Underwater ships husbandry can be financially advantageous when it eliminates the need for dry-dock repairs or extends the interval between dry-dockings, and reduces the time a ship is required to stay in dry-dock.

Underwater ship husbandry includes the following operations, usually done by commercial divers, though some can be done by ROVs or robotic machinery:
- Underwater hull cleaning to remove fouling organisms which increase drag, and therefore reduce top speed and increase fuel consumption. Such cleaning may be of the entire hull or parts thereof, particularly propellers, shafts and thrusters. The underwater hull may be inspected prior to cleaning, and the amount of cleaning done may depend on the inspection results. Hull cleaning may be done by divers using hand held or self-propelled mechanical brushing equipment, water jets or scrapers.
- Non-destructive testing and inspection including fouling surveys, inspection of known or suspected damage to structure, equipment or coatings, and inspection of repairs. Several methods may be used, including visual inspection, video recording and magnetic particle testing.
- Underwater painting is done to repair paintwork after repairs, or where small areas of paint have been damaged or have worn out. Suitable paints are applied by the diver using brush or roller.
- Fiberglass repair, can be hull repair or propeller shaft protective coating repair. Repair of fibreglass shaft coating is generally done in a dry habitat mounted over the shaft, allowing access through the open bottom for the divers. The shaft is first cleaned before wrapping with a new layer of sheathing.
- Underwater welding is either done in a submerged dry habitat or wet. Better quality welds can be achieved in dry conditions as the cooling rate is reduced and there is less problem with hydrogen embrittlement. Weld surfaces are prepared by cleaning with scrapers, chipping hammers or hand-held brushes, and pneumatic or hydraulic grinding tools.
- Minor repairs to the rubber coating of sonar domes can be done by divers. This entails removal of damaged rubber, preparation of the surface and application of a rubber patch using a suitable adhesive.

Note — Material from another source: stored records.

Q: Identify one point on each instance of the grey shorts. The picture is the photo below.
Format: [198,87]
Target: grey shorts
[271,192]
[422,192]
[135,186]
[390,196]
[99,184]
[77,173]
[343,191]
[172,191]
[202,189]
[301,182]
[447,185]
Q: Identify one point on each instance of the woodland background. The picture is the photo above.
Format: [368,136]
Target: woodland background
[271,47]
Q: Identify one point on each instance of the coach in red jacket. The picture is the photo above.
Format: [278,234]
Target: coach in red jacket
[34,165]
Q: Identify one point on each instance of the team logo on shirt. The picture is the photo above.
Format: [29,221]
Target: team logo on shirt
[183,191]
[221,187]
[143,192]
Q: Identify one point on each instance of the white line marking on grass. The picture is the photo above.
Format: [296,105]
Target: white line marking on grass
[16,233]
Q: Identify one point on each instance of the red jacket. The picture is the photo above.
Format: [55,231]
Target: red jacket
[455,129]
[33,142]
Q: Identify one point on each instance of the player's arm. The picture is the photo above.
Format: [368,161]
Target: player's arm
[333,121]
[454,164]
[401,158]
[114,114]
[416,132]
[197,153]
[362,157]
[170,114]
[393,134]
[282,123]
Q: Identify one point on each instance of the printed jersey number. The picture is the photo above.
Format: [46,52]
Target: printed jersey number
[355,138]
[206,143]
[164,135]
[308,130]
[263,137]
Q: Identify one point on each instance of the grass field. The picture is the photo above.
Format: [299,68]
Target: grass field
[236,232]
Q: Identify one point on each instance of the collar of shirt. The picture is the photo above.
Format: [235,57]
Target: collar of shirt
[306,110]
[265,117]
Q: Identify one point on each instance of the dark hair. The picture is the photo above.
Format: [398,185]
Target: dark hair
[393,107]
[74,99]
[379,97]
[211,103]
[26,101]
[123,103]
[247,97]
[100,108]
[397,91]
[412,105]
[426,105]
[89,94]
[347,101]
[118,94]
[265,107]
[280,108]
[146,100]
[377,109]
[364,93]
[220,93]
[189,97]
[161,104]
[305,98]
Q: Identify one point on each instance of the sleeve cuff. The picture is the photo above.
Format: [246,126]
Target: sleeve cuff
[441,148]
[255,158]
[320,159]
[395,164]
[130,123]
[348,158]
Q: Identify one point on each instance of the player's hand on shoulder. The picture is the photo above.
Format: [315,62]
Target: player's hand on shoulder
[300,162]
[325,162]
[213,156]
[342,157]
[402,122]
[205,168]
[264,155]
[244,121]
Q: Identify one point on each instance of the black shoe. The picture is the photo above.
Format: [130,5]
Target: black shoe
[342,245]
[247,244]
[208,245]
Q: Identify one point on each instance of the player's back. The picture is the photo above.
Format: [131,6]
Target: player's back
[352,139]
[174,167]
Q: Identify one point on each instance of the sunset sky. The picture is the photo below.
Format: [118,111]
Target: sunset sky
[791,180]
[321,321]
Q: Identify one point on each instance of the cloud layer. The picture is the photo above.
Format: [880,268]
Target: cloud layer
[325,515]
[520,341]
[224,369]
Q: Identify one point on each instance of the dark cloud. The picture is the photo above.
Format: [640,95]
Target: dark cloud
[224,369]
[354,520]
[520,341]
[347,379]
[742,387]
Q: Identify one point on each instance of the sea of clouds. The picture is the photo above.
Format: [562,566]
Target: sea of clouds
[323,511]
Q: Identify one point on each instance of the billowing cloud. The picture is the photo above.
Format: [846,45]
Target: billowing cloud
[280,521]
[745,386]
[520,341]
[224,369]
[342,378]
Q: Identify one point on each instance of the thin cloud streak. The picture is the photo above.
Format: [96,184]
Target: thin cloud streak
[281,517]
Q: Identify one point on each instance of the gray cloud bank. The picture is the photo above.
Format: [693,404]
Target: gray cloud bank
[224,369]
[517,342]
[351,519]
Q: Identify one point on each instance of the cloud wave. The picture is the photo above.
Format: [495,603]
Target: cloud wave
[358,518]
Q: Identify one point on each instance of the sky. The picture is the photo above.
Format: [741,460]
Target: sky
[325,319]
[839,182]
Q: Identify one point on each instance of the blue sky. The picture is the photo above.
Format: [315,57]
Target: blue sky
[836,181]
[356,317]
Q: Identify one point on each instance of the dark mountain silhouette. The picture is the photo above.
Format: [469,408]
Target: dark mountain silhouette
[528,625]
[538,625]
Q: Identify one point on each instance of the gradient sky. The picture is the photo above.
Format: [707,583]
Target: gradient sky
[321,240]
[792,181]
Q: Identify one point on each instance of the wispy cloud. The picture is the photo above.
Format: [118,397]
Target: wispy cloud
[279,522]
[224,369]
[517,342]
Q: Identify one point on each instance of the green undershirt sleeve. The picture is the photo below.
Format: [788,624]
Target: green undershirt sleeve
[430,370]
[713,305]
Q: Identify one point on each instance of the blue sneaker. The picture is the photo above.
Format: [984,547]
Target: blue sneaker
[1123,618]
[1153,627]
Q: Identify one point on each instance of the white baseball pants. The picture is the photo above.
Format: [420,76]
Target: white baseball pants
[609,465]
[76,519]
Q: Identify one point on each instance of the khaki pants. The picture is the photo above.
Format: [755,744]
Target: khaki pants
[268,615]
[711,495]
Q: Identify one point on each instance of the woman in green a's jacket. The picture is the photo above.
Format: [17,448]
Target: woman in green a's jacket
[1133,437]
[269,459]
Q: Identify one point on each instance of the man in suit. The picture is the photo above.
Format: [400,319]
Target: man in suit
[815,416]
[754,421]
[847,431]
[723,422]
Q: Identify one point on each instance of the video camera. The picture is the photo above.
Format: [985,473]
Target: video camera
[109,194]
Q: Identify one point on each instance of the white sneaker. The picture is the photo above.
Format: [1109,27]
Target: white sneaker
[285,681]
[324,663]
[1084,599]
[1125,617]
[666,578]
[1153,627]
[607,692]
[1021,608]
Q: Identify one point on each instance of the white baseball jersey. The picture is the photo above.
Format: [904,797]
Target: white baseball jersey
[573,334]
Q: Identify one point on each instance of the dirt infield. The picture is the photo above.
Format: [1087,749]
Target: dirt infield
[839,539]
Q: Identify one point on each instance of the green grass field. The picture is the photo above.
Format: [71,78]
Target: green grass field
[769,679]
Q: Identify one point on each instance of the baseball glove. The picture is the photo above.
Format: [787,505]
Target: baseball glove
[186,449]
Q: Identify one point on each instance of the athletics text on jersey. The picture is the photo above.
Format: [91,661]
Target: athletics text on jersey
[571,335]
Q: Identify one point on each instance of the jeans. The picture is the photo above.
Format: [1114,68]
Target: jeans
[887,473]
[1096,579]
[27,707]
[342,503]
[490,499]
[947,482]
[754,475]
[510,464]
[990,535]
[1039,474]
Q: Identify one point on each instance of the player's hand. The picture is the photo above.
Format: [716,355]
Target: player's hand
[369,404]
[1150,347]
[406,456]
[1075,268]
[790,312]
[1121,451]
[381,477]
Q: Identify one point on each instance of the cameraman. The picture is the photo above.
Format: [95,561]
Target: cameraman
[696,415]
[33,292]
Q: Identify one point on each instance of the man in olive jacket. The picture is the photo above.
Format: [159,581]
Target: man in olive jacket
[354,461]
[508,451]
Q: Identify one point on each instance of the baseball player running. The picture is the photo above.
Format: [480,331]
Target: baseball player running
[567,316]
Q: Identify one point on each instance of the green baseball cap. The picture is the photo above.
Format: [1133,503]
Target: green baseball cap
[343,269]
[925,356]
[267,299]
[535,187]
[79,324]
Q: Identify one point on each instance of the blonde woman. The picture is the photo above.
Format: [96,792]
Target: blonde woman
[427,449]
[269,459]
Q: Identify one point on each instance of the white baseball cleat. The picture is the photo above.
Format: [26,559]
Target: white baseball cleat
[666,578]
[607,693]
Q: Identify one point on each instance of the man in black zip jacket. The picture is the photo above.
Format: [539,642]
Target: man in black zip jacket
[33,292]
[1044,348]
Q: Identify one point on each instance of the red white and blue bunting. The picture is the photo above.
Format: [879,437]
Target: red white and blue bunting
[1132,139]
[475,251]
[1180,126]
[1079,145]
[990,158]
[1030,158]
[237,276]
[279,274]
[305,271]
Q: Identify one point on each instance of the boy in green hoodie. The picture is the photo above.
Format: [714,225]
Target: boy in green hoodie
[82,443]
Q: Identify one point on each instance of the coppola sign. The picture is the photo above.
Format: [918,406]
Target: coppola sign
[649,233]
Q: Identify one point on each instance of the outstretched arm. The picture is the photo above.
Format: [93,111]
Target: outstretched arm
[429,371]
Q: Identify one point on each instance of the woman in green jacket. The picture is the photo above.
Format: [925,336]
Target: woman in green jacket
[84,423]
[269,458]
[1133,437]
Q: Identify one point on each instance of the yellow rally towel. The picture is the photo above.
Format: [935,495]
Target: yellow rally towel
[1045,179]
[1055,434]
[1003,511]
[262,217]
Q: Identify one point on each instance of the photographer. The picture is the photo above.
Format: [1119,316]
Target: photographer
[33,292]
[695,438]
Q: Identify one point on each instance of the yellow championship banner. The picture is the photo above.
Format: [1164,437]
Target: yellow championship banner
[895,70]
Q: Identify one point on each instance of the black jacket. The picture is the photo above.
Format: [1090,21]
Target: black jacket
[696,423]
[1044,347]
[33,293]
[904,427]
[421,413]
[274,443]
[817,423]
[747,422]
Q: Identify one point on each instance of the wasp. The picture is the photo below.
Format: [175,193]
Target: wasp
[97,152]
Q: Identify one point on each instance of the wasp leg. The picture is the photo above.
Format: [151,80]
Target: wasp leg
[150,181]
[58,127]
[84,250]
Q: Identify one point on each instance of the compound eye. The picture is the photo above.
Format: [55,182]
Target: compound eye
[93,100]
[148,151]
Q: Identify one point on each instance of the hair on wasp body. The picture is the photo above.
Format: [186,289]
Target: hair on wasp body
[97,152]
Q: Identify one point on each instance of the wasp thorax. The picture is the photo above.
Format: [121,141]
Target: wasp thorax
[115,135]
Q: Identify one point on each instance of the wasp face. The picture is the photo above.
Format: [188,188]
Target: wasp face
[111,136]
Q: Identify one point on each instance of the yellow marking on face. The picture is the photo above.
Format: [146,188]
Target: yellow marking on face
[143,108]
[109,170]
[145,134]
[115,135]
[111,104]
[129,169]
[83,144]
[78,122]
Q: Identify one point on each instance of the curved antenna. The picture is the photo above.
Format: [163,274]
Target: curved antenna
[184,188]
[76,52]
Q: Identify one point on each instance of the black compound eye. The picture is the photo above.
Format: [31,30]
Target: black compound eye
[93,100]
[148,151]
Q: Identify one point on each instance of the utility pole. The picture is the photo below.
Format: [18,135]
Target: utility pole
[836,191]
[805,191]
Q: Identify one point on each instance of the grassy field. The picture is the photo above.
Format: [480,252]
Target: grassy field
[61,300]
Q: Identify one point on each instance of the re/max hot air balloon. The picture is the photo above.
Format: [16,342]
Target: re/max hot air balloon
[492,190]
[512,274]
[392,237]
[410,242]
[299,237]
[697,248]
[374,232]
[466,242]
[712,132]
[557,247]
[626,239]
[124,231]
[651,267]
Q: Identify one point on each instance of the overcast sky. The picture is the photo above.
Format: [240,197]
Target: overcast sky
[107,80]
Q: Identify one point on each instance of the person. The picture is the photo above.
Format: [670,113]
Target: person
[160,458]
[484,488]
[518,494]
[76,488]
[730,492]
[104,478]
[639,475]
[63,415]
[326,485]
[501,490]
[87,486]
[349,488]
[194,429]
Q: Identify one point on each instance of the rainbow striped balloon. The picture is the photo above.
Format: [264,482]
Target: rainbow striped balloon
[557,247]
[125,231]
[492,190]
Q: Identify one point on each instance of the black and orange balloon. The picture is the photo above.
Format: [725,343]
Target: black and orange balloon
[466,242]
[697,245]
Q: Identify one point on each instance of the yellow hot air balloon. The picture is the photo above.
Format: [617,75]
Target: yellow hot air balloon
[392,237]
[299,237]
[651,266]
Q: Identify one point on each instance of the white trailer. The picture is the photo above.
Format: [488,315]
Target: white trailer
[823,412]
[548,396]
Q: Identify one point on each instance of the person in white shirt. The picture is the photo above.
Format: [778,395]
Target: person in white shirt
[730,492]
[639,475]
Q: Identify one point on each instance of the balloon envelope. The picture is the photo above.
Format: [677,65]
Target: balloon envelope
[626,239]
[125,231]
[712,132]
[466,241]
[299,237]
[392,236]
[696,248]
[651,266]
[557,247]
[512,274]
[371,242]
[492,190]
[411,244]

===Environmental impact===
Several of the operations classified as ship husbandry will release some quantity of harmful material into the water, particularly hull cleaning operations which will release antifouling toxins. Underwater ship husbandry can cause an adverse environmental effect as significant amounts of copper and zinc are released by underwater hull scrubbing. Alien biofouling organisms may also be released during this process.

===Diving under the hull===
The underside of the hull is an overhead environment with no direct vertical access to the surface. As such it constitutes an entrapment hazard, particularly under large vessels where it may be too dark due to low natural light or turbid water to see the way to the side of the hull. The bottom of the largest ships is mostly flat and featureless, exacerbating the problem. Only surface-supplied diving is authorised for this work in most jurisdictions, as this not only secures the diver's breathing gas supply, but also provides a guideline to the exit point. The use of mechanised bottom scrubbing devices which are steered along the hull surface by a diver and scrub it with rotary brushes has been linked with high release of environmental toxins. There is also a hazard of crushing if the clearance is small and the tide range is large.